Kaya elders back calls for Coast party

Kaya

Mr Hamisi Juma Mwaviko (centre) from Kaya Digo, accompanied by other Kaya elders, addresses journalists on March 6, 2021. They supported calls to form a political party for Coast region.


Photo credit: Wachira Mwangi | Nation Media Group

 Days after Orange Democratic Movement leader Raila Odinga asked Coast leaders to abandon their plans for a regional party, Kaya elders yesterday backed the initiative.

The Mijikenda elders said a regional party would unite the communities.

Addressing the press at Uhuru Gardens in Mombasa, the elders threw their weight behind Kilifi Governor Amason Kingi’s call for the formation of a regional alliance. Led by their chairman, Mr Stanley Kenga Mbeo of Kaya Ribe, they termed those opposed to the negotiations led by Mr Kingi as “insincere to Coast people”.

“We’re here to fully support [Mr Kingi’s] efforts to unite the Coast with the formation of a regional party.
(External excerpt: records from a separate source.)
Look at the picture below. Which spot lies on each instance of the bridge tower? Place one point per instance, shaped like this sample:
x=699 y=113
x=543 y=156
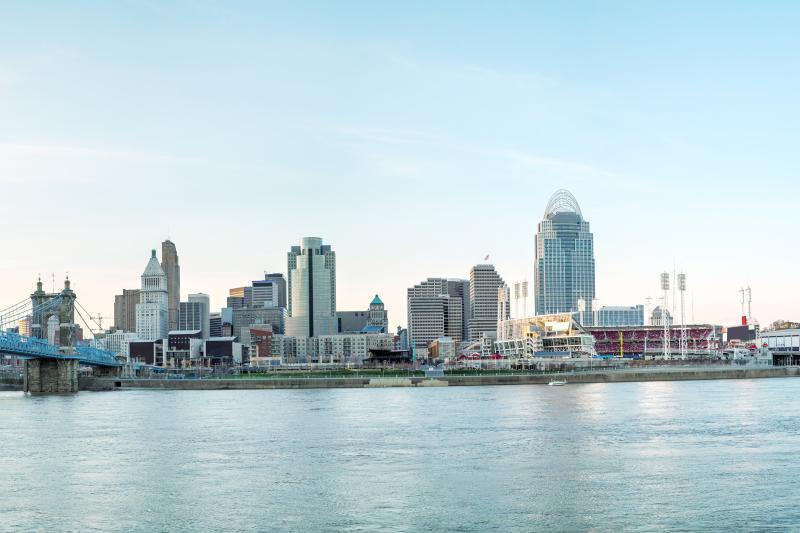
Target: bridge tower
x=62 y=307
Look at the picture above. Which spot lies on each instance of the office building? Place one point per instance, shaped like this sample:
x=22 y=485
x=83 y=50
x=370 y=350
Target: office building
x=459 y=288
x=311 y=289
x=169 y=263
x=564 y=268
x=243 y=318
x=183 y=347
x=268 y=292
x=151 y=311
x=279 y=287
x=215 y=325
x=239 y=297
x=484 y=283
x=194 y=315
x=374 y=319
x=125 y=310
x=433 y=312
x=118 y=342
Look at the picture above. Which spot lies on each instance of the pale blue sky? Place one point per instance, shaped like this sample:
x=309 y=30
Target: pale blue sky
x=415 y=138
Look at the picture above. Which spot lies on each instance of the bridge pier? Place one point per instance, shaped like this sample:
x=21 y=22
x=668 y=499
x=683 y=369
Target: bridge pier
x=47 y=376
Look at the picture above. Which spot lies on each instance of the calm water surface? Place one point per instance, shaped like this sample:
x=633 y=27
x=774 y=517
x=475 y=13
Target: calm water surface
x=702 y=455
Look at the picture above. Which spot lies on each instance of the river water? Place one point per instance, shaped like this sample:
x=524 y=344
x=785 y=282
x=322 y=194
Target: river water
x=692 y=455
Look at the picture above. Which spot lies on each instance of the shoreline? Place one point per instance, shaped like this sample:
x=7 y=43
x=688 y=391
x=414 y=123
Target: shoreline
x=312 y=382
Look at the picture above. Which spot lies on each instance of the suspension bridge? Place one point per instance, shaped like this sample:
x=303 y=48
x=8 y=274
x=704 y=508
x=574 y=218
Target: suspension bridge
x=41 y=331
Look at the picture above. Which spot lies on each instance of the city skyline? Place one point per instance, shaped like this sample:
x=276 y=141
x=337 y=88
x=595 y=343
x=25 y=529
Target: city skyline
x=674 y=149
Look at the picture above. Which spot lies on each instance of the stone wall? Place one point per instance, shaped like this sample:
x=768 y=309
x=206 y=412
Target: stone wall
x=47 y=376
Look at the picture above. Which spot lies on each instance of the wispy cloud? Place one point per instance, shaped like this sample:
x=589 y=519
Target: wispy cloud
x=49 y=163
x=504 y=155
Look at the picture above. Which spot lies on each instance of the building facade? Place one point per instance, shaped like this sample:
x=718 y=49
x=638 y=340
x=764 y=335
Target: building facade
x=311 y=289
x=125 y=310
x=195 y=315
x=434 y=312
x=169 y=263
x=151 y=312
x=243 y=318
x=279 y=288
x=373 y=320
x=564 y=271
x=484 y=283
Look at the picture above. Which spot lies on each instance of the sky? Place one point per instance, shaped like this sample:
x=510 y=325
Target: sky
x=414 y=137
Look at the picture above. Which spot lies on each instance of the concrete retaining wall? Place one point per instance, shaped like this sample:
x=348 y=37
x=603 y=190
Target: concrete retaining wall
x=369 y=382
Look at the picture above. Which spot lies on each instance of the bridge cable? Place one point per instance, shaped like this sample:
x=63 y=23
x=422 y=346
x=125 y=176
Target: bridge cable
x=99 y=327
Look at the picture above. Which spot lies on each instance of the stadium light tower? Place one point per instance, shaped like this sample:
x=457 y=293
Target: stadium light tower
x=682 y=289
x=525 y=297
x=665 y=290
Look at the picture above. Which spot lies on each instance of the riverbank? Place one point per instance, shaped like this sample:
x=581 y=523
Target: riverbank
x=322 y=382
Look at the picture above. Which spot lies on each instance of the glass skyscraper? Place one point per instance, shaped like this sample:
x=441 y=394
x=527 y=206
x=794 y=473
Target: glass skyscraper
x=564 y=270
x=312 y=289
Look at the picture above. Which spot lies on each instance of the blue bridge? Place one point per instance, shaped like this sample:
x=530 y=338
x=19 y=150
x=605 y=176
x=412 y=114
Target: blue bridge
x=33 y=348
x=50 y=366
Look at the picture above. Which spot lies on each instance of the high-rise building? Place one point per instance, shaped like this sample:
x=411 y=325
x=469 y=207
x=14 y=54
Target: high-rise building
x=215 y=325
x=169 y=263
x=378 y=316
x=374 y=319
x=279 y=284
x=244 y=317
x=194 y=315
x=239 y=297
x=265 y=293
x=433 y=312
x=484 y=282
x=151 y=311
x=564 y=269
x=125 y=310
x=311 y=289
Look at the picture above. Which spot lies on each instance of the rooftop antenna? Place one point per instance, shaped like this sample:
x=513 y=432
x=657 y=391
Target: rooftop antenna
x=664 y=311
x=749 y=304
x=744 y=319
x=682 y=289
x=525 y=297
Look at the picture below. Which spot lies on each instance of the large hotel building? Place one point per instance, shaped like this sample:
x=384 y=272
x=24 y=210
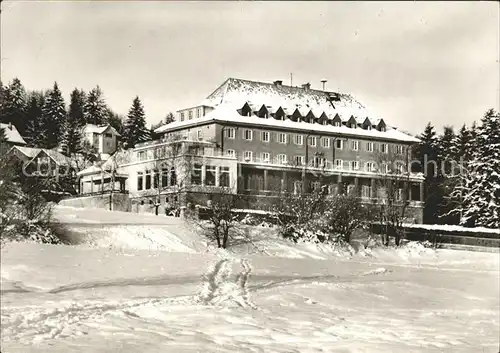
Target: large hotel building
x=259 y=139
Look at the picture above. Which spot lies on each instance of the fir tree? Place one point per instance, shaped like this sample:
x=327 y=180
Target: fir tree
x=71 y=142
x=95 y=110
x=14 y=105
x=135 y=130
x=481 y=184
x=54 y=116
x=35 y=129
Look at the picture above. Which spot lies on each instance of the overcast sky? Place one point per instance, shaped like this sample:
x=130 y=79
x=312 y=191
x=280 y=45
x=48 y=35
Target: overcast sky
x=411 y=62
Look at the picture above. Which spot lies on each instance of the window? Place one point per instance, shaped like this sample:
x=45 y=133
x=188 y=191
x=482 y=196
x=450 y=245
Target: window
x=399 y=195
x=248 y=156
x=148 y=180
x=140 y=179
x=370 y=166
x=173 y=177
x=366 y=191
x=156 y=178
x=230 y=133
x=141 y=155
x=210 y=175
x=164 y=177
x=282 y=158
x=224 y=177
x=316 y=185
x=247 y=134
x=299 y=160
x=196 y=174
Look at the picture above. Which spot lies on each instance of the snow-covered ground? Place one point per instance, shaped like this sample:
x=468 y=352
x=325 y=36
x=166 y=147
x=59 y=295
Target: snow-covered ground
x=147 y=284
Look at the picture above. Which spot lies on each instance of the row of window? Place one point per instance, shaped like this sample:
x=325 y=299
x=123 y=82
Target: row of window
x=325 y=142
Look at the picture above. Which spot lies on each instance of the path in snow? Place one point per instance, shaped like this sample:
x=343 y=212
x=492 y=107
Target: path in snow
x=169 y=302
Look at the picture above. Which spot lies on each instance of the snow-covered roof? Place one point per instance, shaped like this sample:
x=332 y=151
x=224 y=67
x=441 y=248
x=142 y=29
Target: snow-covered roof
x=99 y=129
x=28 y=151
x=12 y=135
x=228 y=114
x=234 y=93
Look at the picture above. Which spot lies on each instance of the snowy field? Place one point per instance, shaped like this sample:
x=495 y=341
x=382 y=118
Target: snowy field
x=148 y=284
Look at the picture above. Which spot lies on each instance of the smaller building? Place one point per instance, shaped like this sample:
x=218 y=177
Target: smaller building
x=103 y=138
x=198 y=111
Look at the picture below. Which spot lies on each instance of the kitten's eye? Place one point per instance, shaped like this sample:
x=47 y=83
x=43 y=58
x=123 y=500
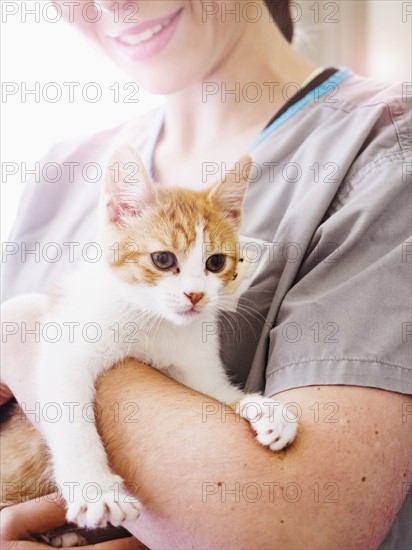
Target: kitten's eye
x=216 y=263
x=164 y=260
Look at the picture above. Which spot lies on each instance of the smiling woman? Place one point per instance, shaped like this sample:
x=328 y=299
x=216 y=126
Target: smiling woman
x=308 y=305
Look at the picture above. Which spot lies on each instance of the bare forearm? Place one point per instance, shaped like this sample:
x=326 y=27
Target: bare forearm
x=205 y=483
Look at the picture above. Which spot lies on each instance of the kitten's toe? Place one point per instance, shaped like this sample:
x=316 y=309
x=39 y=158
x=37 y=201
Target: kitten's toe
x=111 y=510
x=67 y=540
x=275 y=427
x=111 y=506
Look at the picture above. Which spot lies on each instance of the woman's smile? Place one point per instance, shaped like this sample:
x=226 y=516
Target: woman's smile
x=148 y=38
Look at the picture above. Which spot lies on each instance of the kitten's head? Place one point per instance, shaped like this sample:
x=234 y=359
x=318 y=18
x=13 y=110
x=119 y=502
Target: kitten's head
x=173 y=250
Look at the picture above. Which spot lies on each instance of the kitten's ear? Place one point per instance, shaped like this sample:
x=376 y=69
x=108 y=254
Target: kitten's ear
x=230 y=192
x=128 y=189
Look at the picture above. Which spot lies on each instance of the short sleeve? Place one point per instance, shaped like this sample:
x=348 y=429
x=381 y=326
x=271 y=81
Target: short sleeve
x=347 y=317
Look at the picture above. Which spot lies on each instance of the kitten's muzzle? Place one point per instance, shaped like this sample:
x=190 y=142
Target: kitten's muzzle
x=194 y=297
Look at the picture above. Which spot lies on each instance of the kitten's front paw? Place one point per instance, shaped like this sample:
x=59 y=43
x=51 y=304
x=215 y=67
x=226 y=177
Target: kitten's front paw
x=274 y=425
x=113 y=505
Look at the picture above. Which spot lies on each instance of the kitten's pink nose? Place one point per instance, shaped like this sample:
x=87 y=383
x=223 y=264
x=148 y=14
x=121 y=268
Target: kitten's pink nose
x=194 y=297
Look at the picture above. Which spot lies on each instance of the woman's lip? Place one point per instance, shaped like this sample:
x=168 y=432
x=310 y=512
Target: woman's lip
x=141 y=27
x=148 y=48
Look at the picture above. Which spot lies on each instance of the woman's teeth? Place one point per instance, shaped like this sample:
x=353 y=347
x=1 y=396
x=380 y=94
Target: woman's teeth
x=133 y=39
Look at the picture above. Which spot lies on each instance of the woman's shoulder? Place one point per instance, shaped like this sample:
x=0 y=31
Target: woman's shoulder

He’s moderating a complex political conversation,” Mr Kenga said.

Last week, Mr Odinga differed sharply with the Kilifi governor during a Building Bridges Initiative (BBI) rally on the formation of a regional political alliance. Speaking in Ganze, the ODM leader said he played a key role in Mr Kingi’s success when he supported him in the 2007 parliamentary polls and later nominated him to the Cabinet in the grand coalition government. But the elders condemned Mr Odinga’s sentiments.

“We hold onto the belief that God bestows leadership on those he wishes. For a national leader to claim that he picked and made someone a leader at the Coast is a mockery of God and the people,” Johnson Hinzano from Kaya Giriama said.
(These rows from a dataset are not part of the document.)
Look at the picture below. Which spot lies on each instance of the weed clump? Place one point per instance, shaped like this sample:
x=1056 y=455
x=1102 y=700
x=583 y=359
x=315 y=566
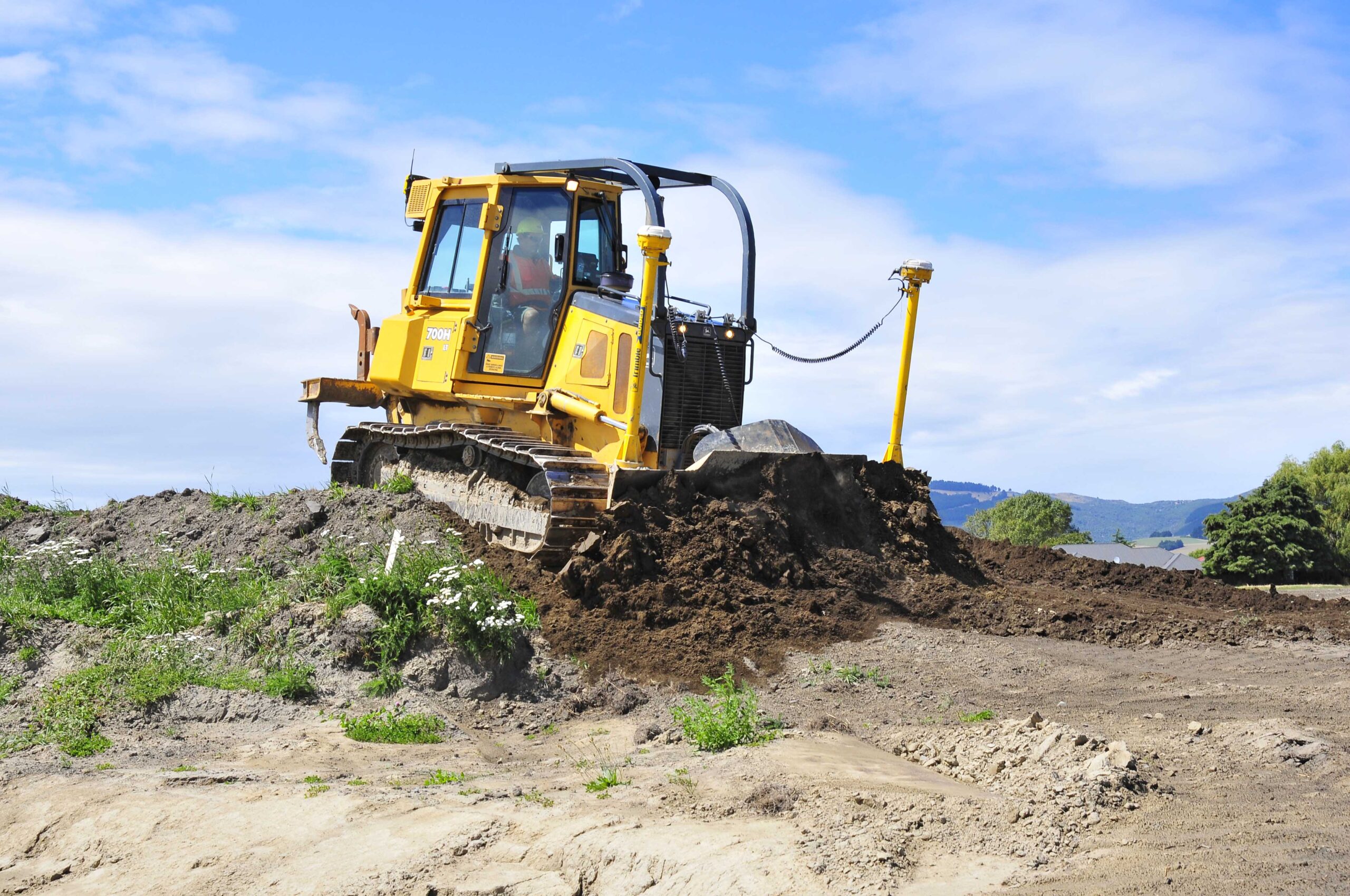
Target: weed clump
x=393 y=726
x=606 y=779
x=245 y=500
x=432 y=591
x=729 y=718
x=8 y=685
x=61 y=581
x=291 y=680
x=130 y=674
x=399 y=485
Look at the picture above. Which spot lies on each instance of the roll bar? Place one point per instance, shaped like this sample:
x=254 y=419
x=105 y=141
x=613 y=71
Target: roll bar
x=650 y=179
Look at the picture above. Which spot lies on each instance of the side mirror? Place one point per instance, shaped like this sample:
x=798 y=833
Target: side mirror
x=616 y=281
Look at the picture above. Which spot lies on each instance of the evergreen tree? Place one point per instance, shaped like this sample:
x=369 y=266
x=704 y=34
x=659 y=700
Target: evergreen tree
x=1326 y=475
x=1272 y=535
x=1032 y=519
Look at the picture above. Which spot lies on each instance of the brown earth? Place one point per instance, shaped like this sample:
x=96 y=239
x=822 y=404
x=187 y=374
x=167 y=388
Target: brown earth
x=690 y=577
x=1192 y=736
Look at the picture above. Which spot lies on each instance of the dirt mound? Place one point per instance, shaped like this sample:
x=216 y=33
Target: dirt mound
x=731 y=566
x=1011 y=563
x=693 y=572
x=696 y=571
x=276 y=531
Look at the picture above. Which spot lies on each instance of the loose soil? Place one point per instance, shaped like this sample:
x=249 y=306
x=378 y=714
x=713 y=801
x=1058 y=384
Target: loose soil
x=1149 y=729
x=692 y=575
x=689 y=574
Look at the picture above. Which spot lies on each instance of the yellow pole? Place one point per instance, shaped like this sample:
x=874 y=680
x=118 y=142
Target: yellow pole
x=652 y=241
x=913 y=276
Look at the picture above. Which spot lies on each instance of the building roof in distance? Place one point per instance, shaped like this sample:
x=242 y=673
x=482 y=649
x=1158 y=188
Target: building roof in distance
x=1140 y=557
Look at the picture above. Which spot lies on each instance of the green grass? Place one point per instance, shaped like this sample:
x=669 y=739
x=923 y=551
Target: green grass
x=8 y=685
x=11 y=508
x=130 y=674
x=606 y=779
x=60 y=581
x=292 y=680
x=150 y=603
x=437 y=590
x=682 y=781
x=399 y=485
x=727 y=718
x=387 y=682
x=393 y=726
x=535 y=796
x=851 y=674
x=245 y=500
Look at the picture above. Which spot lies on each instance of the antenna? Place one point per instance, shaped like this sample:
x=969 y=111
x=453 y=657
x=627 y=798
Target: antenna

Chequered political history

Mr Hamisi Juma Mwaviko, from Kaya Digo, added: “We’ve a chequered political history as a region. Since the pre-independence reign of Mekatilili wa Menza, the first regional liberal struggle by Ronald Ngala, founder of Kadu (Kenya African Democratic Union), to Karisa Maitha, who enhanced the region’s political profile. Now Kingi is as our shepherd. We shall support him.”  Maitha died in 2004.

“Whether these talks will result in an alliance of Coast political parties or a merger of all parties into one for the region is anyone’s guess. Time has come for the region to chat its path towards unity and development,” Mr Kenga said.
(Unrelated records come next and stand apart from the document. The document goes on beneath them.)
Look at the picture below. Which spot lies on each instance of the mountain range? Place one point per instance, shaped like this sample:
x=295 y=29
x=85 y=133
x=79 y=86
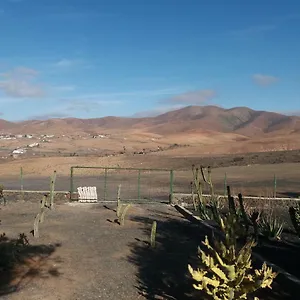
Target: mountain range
x=191 y=119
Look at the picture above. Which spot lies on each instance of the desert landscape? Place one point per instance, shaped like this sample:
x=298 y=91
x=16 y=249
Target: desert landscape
x=249 y=146
x=129 y=159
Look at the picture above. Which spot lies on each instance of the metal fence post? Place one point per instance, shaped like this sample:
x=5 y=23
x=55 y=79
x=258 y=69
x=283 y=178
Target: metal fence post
x=105 y=183
x=22 y=182
x=225 y=184
x=139 y=184
x=275 y=186
x=171 y=186
x=71 y=183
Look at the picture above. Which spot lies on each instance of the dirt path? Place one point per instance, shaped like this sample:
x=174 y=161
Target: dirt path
x=90 y=257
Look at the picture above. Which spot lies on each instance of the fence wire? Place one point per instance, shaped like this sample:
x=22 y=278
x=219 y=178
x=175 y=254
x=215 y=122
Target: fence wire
x=136 y=184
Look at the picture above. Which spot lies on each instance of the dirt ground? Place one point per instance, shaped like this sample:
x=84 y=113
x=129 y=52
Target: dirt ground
x=85 y=254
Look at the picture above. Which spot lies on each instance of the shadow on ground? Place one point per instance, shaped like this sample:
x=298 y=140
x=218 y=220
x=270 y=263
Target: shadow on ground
x=21 y=262
x=162 y=271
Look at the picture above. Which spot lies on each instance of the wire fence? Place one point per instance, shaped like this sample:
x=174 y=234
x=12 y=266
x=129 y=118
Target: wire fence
x=137 y=184
x=156 y=184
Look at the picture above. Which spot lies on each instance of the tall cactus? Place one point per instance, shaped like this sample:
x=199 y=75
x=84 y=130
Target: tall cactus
x=52 y=187
x=295 y=218
x=153 y=234
x=226 y=272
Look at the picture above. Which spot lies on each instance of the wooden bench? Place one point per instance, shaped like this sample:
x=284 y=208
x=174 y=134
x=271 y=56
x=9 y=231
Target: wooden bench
x=87 y=194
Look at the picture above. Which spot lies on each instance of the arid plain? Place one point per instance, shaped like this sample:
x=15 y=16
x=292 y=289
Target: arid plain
x=246 y=144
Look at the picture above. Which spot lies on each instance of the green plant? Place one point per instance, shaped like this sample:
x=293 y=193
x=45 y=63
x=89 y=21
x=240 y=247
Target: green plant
x=206 y=209
x=52 y=186
x=123 y=213
x=40 y=217
x=2 y=194
x=153 y=234
x=270 y=227
x=226 y=272
x=10 y=249
x=294 y=213
x=119 y=204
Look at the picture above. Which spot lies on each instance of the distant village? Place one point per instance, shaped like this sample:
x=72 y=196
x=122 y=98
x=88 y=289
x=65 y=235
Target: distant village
x=43 y=138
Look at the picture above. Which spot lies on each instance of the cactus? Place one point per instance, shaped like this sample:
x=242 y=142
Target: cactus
x=244 y=215
x=208 y=179
x=254 y=220
x=231 y=204
x=227 y=273
x=2 y=194
x=270 y=227
x=40 y=217
x=43 y=206
x=295 y=218
x=36 y=226
x=123 y=214
x=153 y=234
x=119 y=205
x=52 y=186
x=204 y=212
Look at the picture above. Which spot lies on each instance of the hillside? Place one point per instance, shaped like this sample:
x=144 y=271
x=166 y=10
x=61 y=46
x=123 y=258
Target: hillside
x=191 y=119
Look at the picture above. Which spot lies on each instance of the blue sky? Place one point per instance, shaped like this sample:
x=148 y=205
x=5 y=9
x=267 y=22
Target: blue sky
x=92 y=58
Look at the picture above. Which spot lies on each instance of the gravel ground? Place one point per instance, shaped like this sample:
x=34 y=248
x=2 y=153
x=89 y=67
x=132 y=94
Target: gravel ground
x=82 y=253
x=91 y=252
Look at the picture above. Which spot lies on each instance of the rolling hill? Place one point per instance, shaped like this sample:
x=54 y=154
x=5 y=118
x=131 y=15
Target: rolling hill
x=191 y=119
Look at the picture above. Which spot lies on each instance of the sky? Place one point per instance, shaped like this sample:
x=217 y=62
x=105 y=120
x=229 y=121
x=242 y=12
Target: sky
x=95 y=58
Elsewhere, Kaloleni MP Paul Katana said it was wrong for Mr Odinga to “block” a regional party on claims that it was a “security threat”, and accused him of inventing tactics that were aimed at “sabotaging and continuous oppression of the region” by forcing them to stay in ODM.

Supporting ODM

Speaking at Maoro Primary school in Mwanamwinga ward during the ground-breaking ceremony for five classrooms, he warned Mr Odinga against taking the region for granted.

He said that, after a long period of supporting ODM and other parties, the region resolved to form its party to use as a bargaining tool on the national stage.

“We should be respected as politicians and leaders who were elected to serve our people. They gave us the power to make good decisions on their behalf. Coast people realised that the only way for them to be listened to at the national table during the distribution of the national cake is to form their party,” the Kaloleni MP said.